First of all, let me say that I'm grateful that you're working on improving
"?" while keeping it portable. Some comments in line:
On Wed, Apr 3, 2013 at 2:21 PM, Rupert Swarbrick <rswarbrick at gmail.com>wrote:
> Stavros Macrakis <macrakis at alum.mit.edu> writes:
> ...
> I agree. But I think it's spending its time on a bizarrely slow (on
> CMUCL) regular expression search. This was in the previous code as well,
> th
>
> ough, so maybe it's nothing new on that machine.
>
I find it strange that we're doing any searching at all at runtime -- in
the old code or the new.
> Also, if 3 seconds is "a tad slow, but not terribly slow", I presume
>
> that the machine is pretty much unusably slow at everything else! Ray?
>
I wouldn't presume that a 750Mhz machine would be slow. Maxima was
originally built on a machine roughly equivalent to 1Mhz / 2MB RAM, and
was pretty snappy on short calculations. The core codebase hasn't changed
much since then.
> And I don't understand why building the index at runtime makes any
> > sense at all.
>
> (1) There is no way to portably jump to a given byte of a text stream
> and output the stuff you find there. Guesses based on character
> position or byte position don't work across all the lisps we claim
>
> to support.
>
Well, I can think of several approaches:
1) Developing a way of doing portable random access of text files -- seems
like a pretty basic function. Have we contacted the Lisp implementers
where we have difficulties?
2) Putting each function and each chapter in a different file -- that's <
3000 files, which is no big deal.
3) Reading/writing the doc in binary/integer form so there is no ambiguity.

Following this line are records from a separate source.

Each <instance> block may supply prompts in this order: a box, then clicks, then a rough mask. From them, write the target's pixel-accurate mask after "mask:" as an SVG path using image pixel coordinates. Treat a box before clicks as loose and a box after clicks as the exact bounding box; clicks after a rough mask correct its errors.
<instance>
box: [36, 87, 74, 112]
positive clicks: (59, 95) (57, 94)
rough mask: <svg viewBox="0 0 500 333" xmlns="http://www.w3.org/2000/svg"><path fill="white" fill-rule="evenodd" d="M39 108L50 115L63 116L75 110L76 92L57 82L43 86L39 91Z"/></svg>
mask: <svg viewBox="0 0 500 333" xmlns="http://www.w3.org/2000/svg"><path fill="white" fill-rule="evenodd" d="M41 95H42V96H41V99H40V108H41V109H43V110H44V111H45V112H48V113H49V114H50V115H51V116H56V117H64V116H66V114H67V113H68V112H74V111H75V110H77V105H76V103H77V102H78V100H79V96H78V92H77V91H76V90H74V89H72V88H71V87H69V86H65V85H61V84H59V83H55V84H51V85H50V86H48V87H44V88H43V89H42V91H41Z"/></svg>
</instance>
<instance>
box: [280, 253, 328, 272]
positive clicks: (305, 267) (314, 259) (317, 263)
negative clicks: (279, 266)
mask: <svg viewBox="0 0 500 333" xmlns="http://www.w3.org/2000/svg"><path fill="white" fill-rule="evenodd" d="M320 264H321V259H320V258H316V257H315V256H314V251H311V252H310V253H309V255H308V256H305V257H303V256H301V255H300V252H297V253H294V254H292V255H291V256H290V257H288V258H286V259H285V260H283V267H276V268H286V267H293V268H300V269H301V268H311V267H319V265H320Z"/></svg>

4) Using a fixed-length encoding like UTF-16.
Approach (2) would seem to be the easiest and most portable.
> (2) The perl script that was compiling stuff was very slow. I was
> recompiling Maxima every couple of minutes to check that my
> changes didn't break things (especially when working on the build
>
> system). Ten seconds each time watching a perl invocation.
>
Most people will either not build at all (Windows and Mac users are
presumably mostly using prebuilt binaries) or build once every few months.
Moving index building to runtime for the comfort of the developer of the
info functionality seems like a poor tradeoff. For that matter, if you've
now developed a Lisp indexer that you think is acceptably fast, why not run
it at build time instead of at run time?